Zwischen Genie und Wahnsinn – Brad Binders erstes MotoGP Jahr
Nach Platz 4 am ersten Wochenende in der Steiermark machte sich mit Rang 8 wieder eine gewisse Ernüchterung breit. Doch für einen Rookie war Binders Bilanz trotzdem immer noch ziemlich ansprechend. Irgendwie hatte man beim Südafrikaner oft den Eindruck, er bewege sich zwischen Genie und Wahnsinn. Konstanz war sowieso nicht seine Stärke. Weil auch in Misano hatte KTM vor dem ersten Rennen mit Pedrosa ausgiebig getestet. Selbst Pol Espargaró gab vor dem ersten Wochenende zu Protokoll, sein Team hätte klare Vorteile, weil sie genau wüssten, welche Reifen und welches Setup am Sonntag funktionieren würden. Doch kein einziger KTM-Pilot schaffte es danach in die Top Ten und Binder war nur zwölfter geworden.

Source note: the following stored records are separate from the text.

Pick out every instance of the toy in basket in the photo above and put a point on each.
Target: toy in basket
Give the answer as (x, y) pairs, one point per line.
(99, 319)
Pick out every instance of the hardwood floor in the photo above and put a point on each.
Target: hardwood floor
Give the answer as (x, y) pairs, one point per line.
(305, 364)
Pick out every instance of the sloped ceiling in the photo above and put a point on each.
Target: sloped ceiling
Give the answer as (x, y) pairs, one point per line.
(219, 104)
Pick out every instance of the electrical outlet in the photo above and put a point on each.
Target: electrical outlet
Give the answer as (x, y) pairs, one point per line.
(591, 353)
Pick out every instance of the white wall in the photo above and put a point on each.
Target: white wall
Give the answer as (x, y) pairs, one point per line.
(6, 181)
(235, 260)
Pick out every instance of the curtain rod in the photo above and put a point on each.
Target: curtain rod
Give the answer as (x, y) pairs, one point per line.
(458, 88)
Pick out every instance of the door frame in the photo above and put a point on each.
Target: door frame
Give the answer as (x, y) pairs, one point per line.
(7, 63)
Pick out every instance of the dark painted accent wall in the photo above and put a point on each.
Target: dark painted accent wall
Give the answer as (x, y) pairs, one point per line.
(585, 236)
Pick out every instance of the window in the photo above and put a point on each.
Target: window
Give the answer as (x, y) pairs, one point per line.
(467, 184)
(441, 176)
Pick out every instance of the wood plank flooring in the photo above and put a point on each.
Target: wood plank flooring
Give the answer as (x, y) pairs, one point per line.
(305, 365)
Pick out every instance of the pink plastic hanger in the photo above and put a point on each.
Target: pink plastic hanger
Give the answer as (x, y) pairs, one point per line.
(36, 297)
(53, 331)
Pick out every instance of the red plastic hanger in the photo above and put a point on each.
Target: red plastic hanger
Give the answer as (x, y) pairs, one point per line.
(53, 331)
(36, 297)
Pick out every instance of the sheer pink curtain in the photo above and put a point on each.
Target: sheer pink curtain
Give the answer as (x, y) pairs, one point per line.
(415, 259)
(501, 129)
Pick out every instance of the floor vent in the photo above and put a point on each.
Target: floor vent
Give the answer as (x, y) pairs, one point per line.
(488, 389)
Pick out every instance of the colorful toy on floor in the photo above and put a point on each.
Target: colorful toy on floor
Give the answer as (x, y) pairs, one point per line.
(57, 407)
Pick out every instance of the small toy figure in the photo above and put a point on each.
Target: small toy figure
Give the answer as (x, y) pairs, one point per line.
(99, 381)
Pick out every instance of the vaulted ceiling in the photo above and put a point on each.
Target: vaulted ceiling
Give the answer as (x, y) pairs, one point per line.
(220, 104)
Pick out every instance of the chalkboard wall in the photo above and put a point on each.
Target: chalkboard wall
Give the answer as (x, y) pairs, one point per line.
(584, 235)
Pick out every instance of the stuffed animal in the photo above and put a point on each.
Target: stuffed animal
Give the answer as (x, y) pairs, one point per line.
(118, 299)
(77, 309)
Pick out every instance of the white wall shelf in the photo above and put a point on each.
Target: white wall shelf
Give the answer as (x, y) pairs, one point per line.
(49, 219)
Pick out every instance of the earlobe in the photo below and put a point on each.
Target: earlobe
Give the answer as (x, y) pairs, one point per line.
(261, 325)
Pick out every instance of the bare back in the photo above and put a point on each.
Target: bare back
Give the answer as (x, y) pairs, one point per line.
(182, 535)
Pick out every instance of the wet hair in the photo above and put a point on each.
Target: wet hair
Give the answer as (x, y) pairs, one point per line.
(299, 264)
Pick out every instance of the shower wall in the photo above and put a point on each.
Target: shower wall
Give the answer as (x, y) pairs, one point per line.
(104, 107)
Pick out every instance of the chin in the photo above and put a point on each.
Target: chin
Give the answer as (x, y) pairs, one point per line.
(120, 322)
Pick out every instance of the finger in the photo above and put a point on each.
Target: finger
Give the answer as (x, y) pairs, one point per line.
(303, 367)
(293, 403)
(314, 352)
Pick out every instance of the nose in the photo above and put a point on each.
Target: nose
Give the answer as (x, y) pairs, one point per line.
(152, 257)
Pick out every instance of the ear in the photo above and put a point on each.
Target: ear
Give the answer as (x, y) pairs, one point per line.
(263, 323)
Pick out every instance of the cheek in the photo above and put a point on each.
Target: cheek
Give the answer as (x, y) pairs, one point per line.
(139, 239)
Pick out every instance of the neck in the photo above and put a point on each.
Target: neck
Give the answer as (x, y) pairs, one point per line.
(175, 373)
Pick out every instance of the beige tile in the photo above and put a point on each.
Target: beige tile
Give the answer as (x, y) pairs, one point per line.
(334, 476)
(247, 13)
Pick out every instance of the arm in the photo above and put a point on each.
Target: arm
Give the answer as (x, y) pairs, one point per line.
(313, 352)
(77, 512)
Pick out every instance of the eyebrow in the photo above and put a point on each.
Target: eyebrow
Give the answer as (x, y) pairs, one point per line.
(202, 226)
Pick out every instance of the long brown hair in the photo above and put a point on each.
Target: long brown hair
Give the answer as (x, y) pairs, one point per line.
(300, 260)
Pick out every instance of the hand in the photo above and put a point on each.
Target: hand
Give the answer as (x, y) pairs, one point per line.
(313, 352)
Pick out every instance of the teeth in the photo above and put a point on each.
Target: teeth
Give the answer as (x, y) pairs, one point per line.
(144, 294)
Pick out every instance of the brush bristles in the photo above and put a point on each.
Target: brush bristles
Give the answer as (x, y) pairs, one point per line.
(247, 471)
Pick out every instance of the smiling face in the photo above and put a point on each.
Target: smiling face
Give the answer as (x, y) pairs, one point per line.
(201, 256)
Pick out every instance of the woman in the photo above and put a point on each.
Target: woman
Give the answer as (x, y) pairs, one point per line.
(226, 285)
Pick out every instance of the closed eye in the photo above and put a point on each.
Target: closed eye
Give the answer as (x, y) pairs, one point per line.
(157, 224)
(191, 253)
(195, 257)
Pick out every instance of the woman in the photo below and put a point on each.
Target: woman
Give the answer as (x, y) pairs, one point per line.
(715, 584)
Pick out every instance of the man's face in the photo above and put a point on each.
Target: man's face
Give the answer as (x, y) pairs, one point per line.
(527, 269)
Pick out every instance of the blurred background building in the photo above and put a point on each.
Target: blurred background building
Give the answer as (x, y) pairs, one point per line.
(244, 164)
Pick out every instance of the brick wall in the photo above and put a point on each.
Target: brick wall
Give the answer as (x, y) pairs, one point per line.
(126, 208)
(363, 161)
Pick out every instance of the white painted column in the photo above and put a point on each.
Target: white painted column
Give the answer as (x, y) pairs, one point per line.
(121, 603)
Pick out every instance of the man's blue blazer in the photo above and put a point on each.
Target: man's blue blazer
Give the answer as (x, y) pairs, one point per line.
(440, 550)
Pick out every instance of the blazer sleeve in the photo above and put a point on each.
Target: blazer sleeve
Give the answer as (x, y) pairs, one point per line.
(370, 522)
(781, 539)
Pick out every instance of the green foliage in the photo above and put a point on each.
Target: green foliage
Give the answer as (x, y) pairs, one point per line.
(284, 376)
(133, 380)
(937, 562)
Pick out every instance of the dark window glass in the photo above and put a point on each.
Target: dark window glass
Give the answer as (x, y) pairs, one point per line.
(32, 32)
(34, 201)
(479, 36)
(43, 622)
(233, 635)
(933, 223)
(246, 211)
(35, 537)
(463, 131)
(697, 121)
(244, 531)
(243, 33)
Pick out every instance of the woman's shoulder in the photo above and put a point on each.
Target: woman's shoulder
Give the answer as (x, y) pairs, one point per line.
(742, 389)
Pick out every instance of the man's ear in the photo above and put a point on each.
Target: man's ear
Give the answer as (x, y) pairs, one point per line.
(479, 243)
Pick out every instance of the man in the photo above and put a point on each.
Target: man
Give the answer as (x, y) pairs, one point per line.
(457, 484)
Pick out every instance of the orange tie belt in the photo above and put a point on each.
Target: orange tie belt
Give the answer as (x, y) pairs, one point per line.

Die fehlende Konstanz verschlechterte Binders Bilanz
Nach dem schlechten Resultat im 1. Rennen wollte er unbedingt seine Sache am zweiten Misano Wochenende besser machen. Doch Binder crashte gleich zweimal nacheinander. In Barcelona war der Vorteil für KTM endgültig vorbei, den sie dank der frühen Aufhebung des Lockdowns in Österreich bis Misano gehabt hatten. Prompt kam auch in Barcelona keine einzige KTM in die Top Ten. Mit Rang 11 war Brad Binder noch der beste von ihnen gewesen, während Pol Espargaró und Miguel Oliveira ihr Rennen im Kiesbett beendet hatten. Platz 12 in Le Mans war ebenfalls enttäuschend und im 1. Rennen von Aragon verfehlte er mit P11 die Top Ten erneut. Am zweiten Wochenende schoss er in der zweiten Kurve völlig übermotiviert Jack Miller ab.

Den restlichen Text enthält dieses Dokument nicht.